Przy tym dotychczas większość odpowiedzi odnajdywanych
przeze mnie na drogach wiary kończyła się na stwierdzeniach dotyczących
tego, co należy czynić. W Opus Dei natomiast mówiono, jakie praktyczne
środki należy stosować, aby osiągnąć doskonałość chrześcijańską, "
jak to robić" po ludzku, aby spotkać Boga na drogach codziennego
życia.
- Jak w praktyce stosuje Pan wskazówki bł. Josemarii?

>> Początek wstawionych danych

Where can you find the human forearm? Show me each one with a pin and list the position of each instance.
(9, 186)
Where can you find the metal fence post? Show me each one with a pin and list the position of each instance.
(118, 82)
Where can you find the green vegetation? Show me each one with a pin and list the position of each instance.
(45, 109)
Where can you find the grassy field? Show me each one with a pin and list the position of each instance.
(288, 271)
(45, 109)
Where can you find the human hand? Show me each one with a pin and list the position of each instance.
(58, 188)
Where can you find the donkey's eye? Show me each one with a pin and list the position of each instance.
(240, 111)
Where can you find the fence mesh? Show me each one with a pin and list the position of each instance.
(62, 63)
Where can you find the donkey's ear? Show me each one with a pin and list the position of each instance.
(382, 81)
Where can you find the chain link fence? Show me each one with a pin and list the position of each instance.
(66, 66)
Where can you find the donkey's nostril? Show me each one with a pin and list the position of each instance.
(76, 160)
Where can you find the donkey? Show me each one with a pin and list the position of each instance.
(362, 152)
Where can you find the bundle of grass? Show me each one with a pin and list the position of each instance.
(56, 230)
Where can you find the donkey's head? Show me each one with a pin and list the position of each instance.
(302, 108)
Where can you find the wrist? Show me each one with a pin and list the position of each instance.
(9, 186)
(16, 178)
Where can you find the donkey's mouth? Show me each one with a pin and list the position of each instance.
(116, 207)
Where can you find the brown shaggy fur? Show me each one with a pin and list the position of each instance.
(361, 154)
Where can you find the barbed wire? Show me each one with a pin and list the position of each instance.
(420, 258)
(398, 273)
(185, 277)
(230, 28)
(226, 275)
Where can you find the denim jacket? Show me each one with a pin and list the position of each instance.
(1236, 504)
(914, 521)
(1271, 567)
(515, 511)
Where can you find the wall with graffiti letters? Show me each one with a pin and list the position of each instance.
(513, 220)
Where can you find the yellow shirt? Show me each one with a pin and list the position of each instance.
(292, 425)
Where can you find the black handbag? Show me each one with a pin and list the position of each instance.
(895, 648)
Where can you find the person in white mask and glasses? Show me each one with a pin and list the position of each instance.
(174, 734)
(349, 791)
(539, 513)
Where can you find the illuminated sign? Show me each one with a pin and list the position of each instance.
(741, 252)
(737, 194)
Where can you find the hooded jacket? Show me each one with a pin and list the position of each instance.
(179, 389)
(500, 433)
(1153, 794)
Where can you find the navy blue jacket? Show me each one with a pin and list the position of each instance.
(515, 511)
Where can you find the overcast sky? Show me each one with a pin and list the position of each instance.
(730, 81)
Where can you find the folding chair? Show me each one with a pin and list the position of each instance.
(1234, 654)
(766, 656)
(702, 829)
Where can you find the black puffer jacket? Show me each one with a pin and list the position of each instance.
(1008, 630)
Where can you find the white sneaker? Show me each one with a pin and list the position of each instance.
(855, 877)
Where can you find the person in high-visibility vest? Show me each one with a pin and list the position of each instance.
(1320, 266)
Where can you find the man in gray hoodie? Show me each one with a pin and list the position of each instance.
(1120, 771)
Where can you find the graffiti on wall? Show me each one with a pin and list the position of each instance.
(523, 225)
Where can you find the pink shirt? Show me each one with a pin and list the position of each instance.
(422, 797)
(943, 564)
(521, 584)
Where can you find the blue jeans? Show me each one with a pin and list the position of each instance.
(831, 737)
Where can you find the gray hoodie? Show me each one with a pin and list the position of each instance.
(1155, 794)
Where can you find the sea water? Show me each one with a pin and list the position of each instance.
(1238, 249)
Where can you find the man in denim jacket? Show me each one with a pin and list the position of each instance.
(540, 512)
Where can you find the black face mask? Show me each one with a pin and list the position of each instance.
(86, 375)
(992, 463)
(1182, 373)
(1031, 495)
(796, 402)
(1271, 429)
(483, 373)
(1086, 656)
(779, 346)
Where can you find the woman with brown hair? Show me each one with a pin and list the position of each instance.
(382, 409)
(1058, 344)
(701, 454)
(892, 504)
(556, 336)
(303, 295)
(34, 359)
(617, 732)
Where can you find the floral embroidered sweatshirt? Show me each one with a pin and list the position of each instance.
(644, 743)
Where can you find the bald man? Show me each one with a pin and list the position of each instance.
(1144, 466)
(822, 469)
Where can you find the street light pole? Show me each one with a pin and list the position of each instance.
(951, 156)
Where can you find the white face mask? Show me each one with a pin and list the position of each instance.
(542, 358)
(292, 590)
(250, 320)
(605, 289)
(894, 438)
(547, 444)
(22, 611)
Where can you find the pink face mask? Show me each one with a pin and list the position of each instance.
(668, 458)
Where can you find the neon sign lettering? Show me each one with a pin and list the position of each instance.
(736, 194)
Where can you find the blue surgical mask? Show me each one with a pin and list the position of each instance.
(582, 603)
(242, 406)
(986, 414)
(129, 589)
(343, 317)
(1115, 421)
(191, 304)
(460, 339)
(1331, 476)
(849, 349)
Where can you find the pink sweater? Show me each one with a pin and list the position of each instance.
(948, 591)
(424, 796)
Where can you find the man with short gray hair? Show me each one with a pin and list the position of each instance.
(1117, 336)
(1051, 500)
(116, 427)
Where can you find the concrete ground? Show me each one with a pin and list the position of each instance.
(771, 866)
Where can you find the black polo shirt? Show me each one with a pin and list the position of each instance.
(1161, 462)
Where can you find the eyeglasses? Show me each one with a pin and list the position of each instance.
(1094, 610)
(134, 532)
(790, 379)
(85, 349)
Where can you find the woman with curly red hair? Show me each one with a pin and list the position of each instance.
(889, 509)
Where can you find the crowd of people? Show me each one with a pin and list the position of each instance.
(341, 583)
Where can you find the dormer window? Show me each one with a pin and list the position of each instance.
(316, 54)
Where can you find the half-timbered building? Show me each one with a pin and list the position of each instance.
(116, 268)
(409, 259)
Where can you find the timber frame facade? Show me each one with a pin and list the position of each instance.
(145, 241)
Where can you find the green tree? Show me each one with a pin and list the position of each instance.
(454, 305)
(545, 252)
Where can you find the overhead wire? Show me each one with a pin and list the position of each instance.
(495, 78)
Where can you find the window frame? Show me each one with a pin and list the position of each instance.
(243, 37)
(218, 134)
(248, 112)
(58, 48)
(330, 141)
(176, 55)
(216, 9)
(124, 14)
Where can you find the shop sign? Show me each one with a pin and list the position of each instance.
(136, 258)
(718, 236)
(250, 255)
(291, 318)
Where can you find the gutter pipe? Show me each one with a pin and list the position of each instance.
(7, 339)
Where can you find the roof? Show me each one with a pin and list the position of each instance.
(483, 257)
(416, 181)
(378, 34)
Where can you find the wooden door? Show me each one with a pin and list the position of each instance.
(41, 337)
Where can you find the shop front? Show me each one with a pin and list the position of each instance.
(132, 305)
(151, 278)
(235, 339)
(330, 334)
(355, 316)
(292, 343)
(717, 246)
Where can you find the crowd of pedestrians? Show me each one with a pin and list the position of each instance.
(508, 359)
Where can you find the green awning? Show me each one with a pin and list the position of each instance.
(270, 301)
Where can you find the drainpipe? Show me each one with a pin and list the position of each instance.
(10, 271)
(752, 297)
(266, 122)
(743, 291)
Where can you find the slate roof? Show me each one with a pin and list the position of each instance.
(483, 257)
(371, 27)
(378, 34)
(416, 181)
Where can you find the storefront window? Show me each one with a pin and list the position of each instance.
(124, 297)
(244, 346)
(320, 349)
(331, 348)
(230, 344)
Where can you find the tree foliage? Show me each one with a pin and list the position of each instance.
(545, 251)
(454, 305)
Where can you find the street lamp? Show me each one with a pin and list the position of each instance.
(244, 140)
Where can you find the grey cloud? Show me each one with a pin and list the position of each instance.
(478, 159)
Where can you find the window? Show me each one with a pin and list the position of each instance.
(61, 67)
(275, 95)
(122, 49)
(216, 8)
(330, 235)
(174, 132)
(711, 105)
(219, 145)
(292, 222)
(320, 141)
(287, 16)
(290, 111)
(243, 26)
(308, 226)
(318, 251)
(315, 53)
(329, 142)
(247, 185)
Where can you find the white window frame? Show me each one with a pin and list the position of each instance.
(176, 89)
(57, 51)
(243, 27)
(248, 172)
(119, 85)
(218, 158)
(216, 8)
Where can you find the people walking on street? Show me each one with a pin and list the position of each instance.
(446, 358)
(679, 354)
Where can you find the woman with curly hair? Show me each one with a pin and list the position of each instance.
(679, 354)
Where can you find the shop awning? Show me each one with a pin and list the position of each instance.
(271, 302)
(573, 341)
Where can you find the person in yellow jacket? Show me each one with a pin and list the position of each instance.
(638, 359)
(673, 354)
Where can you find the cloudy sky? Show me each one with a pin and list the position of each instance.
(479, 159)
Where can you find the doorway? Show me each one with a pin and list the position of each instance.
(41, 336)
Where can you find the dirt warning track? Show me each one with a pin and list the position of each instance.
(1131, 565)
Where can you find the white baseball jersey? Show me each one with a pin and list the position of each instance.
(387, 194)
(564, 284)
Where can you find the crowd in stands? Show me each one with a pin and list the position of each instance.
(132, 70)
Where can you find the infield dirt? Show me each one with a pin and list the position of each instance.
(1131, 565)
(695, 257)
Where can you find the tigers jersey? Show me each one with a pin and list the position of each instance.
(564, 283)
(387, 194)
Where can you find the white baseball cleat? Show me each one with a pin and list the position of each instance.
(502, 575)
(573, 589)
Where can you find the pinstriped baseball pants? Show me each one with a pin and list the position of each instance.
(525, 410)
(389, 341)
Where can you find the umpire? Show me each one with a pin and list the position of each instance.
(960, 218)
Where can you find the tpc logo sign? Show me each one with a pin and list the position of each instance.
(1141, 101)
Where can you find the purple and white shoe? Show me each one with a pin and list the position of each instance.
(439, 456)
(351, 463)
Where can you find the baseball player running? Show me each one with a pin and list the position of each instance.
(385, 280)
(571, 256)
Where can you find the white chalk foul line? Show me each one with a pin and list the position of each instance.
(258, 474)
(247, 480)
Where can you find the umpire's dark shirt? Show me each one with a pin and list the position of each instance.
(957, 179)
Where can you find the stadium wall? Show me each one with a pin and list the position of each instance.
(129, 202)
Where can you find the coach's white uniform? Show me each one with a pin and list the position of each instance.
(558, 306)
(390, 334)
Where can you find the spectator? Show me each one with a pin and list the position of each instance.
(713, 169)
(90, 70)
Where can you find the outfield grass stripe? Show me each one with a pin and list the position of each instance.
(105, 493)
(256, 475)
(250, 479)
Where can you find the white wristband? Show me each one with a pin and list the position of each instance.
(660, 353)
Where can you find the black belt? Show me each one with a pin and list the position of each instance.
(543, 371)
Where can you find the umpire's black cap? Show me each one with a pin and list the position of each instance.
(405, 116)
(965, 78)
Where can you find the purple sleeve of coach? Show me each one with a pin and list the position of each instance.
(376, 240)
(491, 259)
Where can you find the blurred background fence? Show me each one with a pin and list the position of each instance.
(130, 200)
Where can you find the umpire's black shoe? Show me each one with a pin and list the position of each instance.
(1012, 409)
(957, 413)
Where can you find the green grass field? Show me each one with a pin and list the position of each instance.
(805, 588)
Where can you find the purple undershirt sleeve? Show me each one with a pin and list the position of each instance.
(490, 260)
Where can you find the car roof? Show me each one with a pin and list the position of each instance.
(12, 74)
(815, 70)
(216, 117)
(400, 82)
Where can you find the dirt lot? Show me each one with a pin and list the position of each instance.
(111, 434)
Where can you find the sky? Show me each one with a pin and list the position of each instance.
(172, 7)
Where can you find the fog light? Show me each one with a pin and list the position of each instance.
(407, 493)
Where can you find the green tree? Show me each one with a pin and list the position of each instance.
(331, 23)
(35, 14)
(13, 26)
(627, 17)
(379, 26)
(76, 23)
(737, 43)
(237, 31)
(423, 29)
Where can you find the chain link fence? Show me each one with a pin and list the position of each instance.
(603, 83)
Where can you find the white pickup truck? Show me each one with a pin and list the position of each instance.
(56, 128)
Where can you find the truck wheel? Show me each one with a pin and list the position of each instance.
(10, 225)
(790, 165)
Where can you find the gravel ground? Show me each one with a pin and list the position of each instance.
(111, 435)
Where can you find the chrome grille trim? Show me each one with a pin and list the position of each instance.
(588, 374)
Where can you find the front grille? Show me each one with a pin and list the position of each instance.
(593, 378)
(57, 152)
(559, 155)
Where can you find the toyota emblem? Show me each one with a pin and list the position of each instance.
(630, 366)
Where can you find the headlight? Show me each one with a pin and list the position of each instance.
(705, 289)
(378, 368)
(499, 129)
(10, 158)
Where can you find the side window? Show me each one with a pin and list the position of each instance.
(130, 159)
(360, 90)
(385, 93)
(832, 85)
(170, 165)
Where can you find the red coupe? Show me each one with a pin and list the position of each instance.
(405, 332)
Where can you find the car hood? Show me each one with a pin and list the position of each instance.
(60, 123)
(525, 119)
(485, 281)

- Założyciel Opus Dei powiedział niegdyś, że "rodzina to najlepszy interes". I rzeczywiście, codziennie odkrywam, że czas hojnie poświęcony rodzinie procentuje bardzo szybko. Można powiedzieć, że niejako "ogrzewam się" w cieple domowego ogniska. Oczywiście, nie oznacza to, że nie pojawiają się trudniejsze chwile wynikające z okoliczności zewnętrznych lub zwykłych ludzkich słabości. Jednak nauka bł. Josemarii zawsze wskazuje nam właściwy kurs, który pozwala po burzy zawinąć do spokojnego portu. Uczymy się po prostu, jak stawiać sobie wymagania, jak ćwiczyć się w zwykłych, ludzkich cnotach, które uprzyjemniają życie innym i sprawiają, że staramy się, aby w naszym domu panował klimat szczęścia i radości.
- A jak rozwija się praca zawodowa?
- Gdy pracuję, często myślę o zdaniu Autora Drogi:
"Temu, kto ma szansę zostać uczonym, nie przebaczymy, jeśli
nim nie zostanie". Jestem informatykiem, uzyskałem tytuł doktora,
mam zajęcia ze studentami na wyższej uczelni. Próbuję jednocześnie
podejmować działalność naukową, co we współczesnych realiach nie
jest dla ojca wielodzietnej rodziny sprawą prostą. Ale dzięki Założycielowi
Opus Dei codziennie odkrywam, że praca zawodowa jest częścią powołania
chrześcijańskiego. Właśnie pracę trzeba i można uświęcać, ofiarując
Bogu to, co się robi i starając się, by było to wykonane z jak największą
fachowością.
- Ksiądz EscrivaM wiele miejsca w swoim nauczaniu poświęca apostolstwu, które powinno być oparte na przyjaźni i zaufaniu. Co to konkretnie oznacza w Pana życiu?
- Znane porzekadło mówi, iż aby zrodziła się przyjaźń, potrzebne są dwie rzeczy, czas i coś wspólnego. Jest to kolejny fantastyczny przykład owej naturalności i prostoty nauki Założyciela Opus Dei. Tych przyjaźni jest wiele: w pierwszym rzędzie z moimi dziećmi, z moją żoną, z najbliższymi. Następnie przyjaźń z kolegami z pracy, z ludźmi znanymi z różnych środowisk. Trzeba poświęcać im czas i szukać czegoś wspólnego. Tym ostatecznym wspólnym celem powinien być Pan Bóg.